As the three of them make their way up the street Victoria looks back one last time. The monster presses forward in nonstop momentum using all parts of itself as a potential weapon of bludgeoning. Albertus is outmatched and as he becomes overwhelmed in an instance his forearm becomes broken folding over itself like a deep rubber boot. The proof of it's monstrous nature can be seen in it's sure fire decisions to inflict harm. Without remorse. Without hesitation. Average men falter under equally physically demanding conditions. The monster instead propels forward with an endless battery. Both made of energy, both unpredictable, both dangerous.

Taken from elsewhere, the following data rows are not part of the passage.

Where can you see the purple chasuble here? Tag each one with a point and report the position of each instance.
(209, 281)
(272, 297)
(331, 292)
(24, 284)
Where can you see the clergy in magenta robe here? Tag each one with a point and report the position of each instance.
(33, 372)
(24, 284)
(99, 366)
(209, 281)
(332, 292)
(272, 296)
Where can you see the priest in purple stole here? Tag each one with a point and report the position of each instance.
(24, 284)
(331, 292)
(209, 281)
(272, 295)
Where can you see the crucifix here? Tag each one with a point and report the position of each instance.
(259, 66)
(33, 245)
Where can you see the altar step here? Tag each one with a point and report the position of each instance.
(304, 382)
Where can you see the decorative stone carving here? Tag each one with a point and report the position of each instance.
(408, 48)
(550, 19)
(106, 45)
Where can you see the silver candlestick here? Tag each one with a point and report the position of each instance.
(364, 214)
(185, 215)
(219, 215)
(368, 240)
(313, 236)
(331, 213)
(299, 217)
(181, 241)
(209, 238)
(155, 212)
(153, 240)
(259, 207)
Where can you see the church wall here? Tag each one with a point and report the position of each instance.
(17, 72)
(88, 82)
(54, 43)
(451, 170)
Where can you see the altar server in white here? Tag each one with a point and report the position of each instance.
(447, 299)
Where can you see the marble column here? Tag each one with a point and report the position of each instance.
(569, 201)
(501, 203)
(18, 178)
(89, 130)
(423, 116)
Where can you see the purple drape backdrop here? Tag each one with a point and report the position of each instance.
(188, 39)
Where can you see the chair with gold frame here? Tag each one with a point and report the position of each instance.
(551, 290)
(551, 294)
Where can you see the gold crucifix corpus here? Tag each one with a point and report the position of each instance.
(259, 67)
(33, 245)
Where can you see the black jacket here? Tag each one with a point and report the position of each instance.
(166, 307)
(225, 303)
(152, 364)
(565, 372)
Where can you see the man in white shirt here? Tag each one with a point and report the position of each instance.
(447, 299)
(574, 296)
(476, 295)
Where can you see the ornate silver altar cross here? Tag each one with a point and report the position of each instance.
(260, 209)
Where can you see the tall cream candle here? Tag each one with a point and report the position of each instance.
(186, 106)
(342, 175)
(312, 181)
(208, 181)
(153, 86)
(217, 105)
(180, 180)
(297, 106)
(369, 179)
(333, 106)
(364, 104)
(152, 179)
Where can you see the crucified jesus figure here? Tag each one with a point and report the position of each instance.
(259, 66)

The monster pounds Albertus's collar bone forming a hump in his back. With certainty parts of his bones have turned to dust. Before Albertus can collapse from the fatal blow the creature grabs him by his head. He swings Albertus making him horizontal. The monster spins him around. In a vicious undertaking, the monster repeatedly belts the limp body of Albertus against the walls of the house. Thrashing him at the floor and against the cart till the man was mostly broken bones. A once tall and handsome Dutch man who was ideal in his strength and health has been reduced to a tenderized slab of veal. She contemplates to herself momentarily that her monster is the monster of monsters for it is the sleepless and relentless undoing of good men. Victoria weeps in terror and remorse for the dark is a kindness as it hides what vivid mutilation her monster bestows where the light makes visible enough to comprehend Albertus's lamentable misfortune.